El gran número de alcaldes condenados o procesados enturbia la campaña electoral

Isaltino Morais trató de guardar la compostura ante los periodistas a la salida de los juzgados de Sintra. Soy un chivo expiatorio de los políticos, dijo. Esbozó una sonrisa poco creíble y aseguró que mantenía su candidatura a la reelección como alcalde de Oeiras, municipio portugués de 162.000 habitantes, en el distrito de Lisboa. Los comicios municipales serán el 11 de octubre, poco después de las legislativas del 27 de septiembre. Un tribunal de tres jueces acababa de condenar a la máxima autoridad municipal de Oeiras (cargo que ostenta desde 1986) a siete años de prisión, inhabilitación para ejercer cargos públicos y una indemnización a Hacienda de medio millón de euros.

La sentencia, insólita por su dureza tratándose de un político, acerca el final de un proceso de cuatro años, salpicado de presiones, contra un dirigente que fue un valor preciado del conservador Partido Social Demócrata (PSD), principal fuerza de la oposición portuguesa, que en su día fue considerado alcalde-modelo y que fue ministro en el Gobierno de José Manuel Durão Barroso, actual presidente de la Comisión Europea. Morais, de 59 años, es, por cierto, ex magistrado.

"Es una vergüenza para la democracia", dice el conservador Marques-Mendes

La sentencia incluye cuatro de los siete delitos de los que el alcalde estaba acusado: evasión, abuso de poder, corrupción y lavado de dinero. En sus conclusiones, el tribunal estima que Morais tuvo "una conducta que mina los fundamentos del Estado democrático". Como el abogado defensor presentó recurso inmediatamente, la condena no será firme hasta que se pronuncie el tribunal de apelaciones. El caso, pues, no está cerrado. Mientras la justicia no diga su última palabra, el señor alcalde sigue en su puesto. Y con ganas de repetir.

Varios de los candidatos a la alcaldía de Oeiras han expresado su intención de no usar en campaña el escándalo, pero han pedido a Morais que reflexione y retire su candidatura.

Isaltino Morais fue procesado en 2005 por ser titular de cuentas bancarias no declaradas en Suiza y en el KBC Bank Brussel, en Bélgica. Según la acusación, el alcalde recibía dinero en sobres que se entregaban en su despacho del Ayuntamiento, para licitar títulos de propiedad, construcciones y permutas de terrenos.

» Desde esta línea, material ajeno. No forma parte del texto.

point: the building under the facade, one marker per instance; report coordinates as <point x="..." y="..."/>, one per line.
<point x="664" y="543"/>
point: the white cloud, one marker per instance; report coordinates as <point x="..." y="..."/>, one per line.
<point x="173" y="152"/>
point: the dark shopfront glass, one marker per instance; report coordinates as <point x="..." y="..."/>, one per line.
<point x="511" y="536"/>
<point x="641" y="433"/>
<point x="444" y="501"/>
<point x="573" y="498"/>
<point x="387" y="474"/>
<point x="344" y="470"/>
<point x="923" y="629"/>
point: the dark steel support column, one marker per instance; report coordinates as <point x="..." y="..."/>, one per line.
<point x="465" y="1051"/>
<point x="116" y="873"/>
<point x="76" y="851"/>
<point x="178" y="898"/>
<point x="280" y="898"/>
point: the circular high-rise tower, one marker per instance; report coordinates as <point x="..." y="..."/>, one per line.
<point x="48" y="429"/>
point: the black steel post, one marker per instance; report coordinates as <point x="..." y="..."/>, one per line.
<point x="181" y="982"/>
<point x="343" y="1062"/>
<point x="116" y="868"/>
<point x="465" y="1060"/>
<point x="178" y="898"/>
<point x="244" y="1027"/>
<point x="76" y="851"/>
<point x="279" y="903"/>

El caso se añade a una lista cada día más larga de regidores condenados, y que siguen en sus alcaldías gracias a una legislación permisiva con la presentación de recursos y a la lentitud de la justicia. Esto, en precampaña electoral, es un problema. Aparecen de nuevo en la prensa nombres como el de Fátima Felgueiras, alcaldesa socialista de Felgueiras, protagonista de uno de los casos más mediáticos. Envuelta en un asunto de corrupción y financiación ilegal, escapó a una orden de prisión preventiva y se refugió en Brasil. A su regreso fue detenida y condenada, pero recurrió y compitió de nuevo por el puesto, esta vez como independiente, en las elecciones de 2005. Ganó y mantiene el cargo a la espera de una sentencia definitiva.

Valentim Loureiro, alcalde de Gondomar y antiguo militante del PSD, fue condenado el año pasado a tres años de cárcel en un proceso por corrupción. Su inhabilitación está suspendida. Pero hay más: Abílio Curto, antiguo alcalde socialista de Guarda; António Cerqueira, ex alcalde de Vila Verda, en la cárcel desde marzo de 2004; Avelino Ferreira Torres, de Marco de Canaveses; Luis Monterroso, de Nazaré; António Lobo, de Ponta do Sol.

La sentencia contra Morais es la noticia política de la semana y, quizás, del verano. La lucha electoral se prevé encarnizada. Los socialistas, acosados desde derecha e izquierda, lo tendrán difícil para conservar la mayoría.

"Es una vergüenza para la democracia que políticos acusados o condenados por delitos graves puedan ser candidatos a elecciones". La reacción de Luis Marques-Mendes ha sido la más contundente de las escuchadas hasta ahora. Por la claridad y porque se trata un destacado dirigente que ocupó la presidencia del PSD.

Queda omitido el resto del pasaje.